I would definitely recommend a read. It willl take you quite a while to get through, but it is compelling enough to help you cope with the length. At the very least it should help you appreciate some very basic freedoms that we take for granted.

Lastly, it also raised some interesting questions in my mind about accepting the status quo in today's age, at least in the Western world (watch out, my mind's about to wander off-topic!). The freedoms we fight for seem so very trivial when you consider the marginalisation or unfair laws that various ethnic groups suffer in different parts of the world - even when they represent the majority of the population. These people's heads would probably explode if they ever heard about the CFMEU's latest EBA, and that under that agreement you can be paid around $1100 per 36-hour week for driving a 12-tonne truck (which just requires the appropriate licence), and $750 per week living away from home alowance. Sure, our cost of living is greater, but surely it's not twenty to forty times greater than the majority of African nations. Our expectations, on the other hand, probably are twenty to forty times higher, and that's the stuff mainstream society fights for here (freedom to own a flatscreen TV! Freedom for every family to own two cars! Freedom to not be made to do your homework! Freedom to be handed money by the government for breeding (accidentally or otherwise), and then the freedom to complain about not being paid enough to not work while you bring the kid up! (heh. Sorry. Capitalist rant over. Although this is an interesting read - barstool economics)), not real, basic freedoms.
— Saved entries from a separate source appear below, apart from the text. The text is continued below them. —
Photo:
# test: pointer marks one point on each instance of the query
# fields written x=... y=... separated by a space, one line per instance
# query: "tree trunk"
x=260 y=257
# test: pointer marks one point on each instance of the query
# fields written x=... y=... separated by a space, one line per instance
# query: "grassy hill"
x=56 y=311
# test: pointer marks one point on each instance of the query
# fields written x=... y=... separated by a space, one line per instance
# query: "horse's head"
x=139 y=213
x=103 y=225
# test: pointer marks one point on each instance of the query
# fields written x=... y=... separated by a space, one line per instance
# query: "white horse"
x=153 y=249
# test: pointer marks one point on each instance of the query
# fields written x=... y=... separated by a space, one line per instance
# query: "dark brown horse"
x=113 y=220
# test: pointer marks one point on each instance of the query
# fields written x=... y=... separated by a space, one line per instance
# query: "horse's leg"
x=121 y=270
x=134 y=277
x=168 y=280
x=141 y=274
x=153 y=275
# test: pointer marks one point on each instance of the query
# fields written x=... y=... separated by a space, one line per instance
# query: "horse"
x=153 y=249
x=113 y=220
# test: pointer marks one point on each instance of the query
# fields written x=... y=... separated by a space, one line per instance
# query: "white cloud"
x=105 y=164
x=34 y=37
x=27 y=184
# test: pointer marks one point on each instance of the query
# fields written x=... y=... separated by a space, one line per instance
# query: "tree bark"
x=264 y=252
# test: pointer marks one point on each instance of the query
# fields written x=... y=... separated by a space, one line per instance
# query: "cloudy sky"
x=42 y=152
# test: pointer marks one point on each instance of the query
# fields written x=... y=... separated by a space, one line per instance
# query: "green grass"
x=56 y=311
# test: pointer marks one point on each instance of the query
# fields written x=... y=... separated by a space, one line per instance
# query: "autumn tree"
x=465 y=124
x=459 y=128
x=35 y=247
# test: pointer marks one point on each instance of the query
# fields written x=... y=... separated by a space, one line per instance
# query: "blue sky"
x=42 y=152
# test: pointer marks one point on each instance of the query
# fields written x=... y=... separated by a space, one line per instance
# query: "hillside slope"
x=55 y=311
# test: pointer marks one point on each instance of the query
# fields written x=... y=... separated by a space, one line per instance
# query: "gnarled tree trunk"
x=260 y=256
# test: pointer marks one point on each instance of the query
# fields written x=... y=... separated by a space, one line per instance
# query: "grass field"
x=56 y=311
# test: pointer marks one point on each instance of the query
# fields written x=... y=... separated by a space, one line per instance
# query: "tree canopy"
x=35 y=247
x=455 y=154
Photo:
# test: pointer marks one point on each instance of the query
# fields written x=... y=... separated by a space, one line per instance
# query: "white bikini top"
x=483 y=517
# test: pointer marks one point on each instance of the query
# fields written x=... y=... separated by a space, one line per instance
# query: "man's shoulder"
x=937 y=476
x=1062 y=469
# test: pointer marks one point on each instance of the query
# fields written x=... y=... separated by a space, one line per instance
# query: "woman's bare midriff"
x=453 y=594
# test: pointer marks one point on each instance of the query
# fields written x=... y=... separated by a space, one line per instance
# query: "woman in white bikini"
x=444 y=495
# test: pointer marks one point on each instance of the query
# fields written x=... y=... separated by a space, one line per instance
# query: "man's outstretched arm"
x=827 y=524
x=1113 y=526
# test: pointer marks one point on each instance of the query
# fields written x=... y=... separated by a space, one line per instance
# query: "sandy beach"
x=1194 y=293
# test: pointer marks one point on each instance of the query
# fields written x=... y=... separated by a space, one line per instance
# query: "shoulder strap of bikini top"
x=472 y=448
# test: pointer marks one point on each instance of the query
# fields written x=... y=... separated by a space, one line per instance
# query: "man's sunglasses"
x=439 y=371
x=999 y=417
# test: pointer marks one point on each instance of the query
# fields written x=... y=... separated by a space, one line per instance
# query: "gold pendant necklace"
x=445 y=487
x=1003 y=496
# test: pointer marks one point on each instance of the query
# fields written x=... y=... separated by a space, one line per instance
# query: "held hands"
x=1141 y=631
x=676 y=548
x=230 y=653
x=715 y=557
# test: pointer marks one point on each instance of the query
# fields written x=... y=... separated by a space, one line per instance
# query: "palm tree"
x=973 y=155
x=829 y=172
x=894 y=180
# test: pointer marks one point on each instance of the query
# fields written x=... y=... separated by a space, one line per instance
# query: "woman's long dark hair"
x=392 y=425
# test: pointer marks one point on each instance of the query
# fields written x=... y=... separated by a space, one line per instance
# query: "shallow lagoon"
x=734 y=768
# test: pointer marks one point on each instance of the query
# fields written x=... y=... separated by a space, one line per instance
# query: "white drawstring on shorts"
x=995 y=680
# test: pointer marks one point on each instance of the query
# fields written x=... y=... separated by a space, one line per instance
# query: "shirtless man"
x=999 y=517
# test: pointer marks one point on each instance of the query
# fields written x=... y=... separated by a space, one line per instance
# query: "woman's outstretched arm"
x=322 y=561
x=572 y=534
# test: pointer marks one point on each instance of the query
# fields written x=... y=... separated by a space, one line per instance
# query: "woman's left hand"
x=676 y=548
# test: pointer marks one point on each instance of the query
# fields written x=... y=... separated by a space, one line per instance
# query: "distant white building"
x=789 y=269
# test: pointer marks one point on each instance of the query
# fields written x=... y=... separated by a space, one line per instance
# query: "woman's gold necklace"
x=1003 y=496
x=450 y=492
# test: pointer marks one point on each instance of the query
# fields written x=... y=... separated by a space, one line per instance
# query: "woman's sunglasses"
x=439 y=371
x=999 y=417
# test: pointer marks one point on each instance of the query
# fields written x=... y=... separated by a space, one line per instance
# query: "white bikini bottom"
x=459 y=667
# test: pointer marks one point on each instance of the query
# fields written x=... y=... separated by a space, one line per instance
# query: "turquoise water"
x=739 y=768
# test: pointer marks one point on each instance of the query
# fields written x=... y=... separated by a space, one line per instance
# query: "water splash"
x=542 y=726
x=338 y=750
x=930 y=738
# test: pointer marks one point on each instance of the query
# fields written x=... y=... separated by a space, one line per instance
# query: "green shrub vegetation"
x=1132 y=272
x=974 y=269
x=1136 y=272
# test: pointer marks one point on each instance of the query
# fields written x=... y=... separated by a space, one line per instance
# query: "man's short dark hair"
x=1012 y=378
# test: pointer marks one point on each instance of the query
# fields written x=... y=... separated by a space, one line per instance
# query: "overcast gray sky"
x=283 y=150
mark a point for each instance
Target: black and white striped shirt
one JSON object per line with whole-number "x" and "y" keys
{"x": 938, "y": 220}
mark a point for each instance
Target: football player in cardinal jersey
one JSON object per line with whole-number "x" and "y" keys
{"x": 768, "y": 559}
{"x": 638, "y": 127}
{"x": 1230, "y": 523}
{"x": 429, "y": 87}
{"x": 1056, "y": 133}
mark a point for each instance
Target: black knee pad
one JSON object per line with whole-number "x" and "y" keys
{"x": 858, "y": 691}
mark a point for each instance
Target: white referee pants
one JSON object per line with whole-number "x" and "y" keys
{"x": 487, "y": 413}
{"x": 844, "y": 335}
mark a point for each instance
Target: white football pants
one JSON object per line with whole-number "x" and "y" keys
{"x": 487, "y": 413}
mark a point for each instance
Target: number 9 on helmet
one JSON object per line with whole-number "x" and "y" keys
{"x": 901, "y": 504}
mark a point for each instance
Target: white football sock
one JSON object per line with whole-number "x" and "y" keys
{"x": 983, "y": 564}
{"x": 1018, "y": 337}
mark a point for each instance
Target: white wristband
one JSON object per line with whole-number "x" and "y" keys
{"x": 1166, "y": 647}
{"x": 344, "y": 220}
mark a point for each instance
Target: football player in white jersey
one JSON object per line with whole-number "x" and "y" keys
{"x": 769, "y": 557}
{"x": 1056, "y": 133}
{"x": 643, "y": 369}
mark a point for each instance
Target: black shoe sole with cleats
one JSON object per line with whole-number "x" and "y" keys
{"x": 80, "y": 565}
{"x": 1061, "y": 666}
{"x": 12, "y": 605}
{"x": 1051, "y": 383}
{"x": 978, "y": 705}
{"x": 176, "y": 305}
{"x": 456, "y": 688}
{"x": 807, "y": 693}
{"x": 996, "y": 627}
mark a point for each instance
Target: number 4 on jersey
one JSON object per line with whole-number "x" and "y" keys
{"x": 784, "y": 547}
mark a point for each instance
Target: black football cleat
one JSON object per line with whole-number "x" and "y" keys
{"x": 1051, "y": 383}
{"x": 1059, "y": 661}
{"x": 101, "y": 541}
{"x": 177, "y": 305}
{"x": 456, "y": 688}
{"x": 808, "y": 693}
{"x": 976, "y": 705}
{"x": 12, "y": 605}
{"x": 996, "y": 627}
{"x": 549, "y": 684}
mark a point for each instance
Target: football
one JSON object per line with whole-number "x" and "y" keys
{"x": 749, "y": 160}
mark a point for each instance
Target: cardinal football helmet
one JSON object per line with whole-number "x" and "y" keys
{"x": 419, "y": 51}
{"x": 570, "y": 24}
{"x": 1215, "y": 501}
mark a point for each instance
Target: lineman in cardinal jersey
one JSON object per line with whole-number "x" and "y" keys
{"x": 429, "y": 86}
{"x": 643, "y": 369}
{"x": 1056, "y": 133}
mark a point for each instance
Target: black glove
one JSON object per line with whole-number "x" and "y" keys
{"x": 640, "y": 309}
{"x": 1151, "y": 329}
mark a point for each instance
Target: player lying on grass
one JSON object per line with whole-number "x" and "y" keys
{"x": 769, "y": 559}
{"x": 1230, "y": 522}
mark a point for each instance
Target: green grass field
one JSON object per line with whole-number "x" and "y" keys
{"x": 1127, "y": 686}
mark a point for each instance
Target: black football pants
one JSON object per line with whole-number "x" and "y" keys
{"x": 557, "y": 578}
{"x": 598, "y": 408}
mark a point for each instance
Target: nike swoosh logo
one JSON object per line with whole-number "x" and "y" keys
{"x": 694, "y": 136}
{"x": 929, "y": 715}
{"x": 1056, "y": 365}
With the focus in the West so heavily on individual entitlement and freedom to do whatever one jolly well pleases with no consequence and no thought of others (precious little petals that we are), surely it's only a matter of time until life as we know it collapses into a smoking heap of rubble. The lack of genuine freedom has a similarly chaotic effect - Long Walk to Freedom demonstrated that very clearly - but after the point where basic, actual freedoms are fought for and (hopefully) obtained it becomes a philosphical argument. Why should some little punk with his underwear sticking out the top of his pants, in the space of half an hour, be free to graffitti public property, evade train fares and listen to his iPod so loudly that everyone within a 20m radius can hear it, too? And if his freedom encroaches on my freedom to be proud of where I live, not be visually assaulted by his underwear (or worse, his bum crack) and enjoy a reasonable level of serenity, then why can't I be free to drag him by the ear to the local cop shop? It's my country, too, and I'm not so keen for jerks like that to exist.

And on it goes.

I think that that we in the West should take a moment to think about which freedoms are important and which are not. Society became regulated for a reason, and even the most basic structures in society have some form of regulation. Even a hive of bees has rules and structure and process.

So what freedoms would you give up? And what does freedom mean to you? And how far would you go to fight for it?

PS - I turned 30 last week, and I think it really shows in this cranky old lady rant. I'm enjoying this 30 business!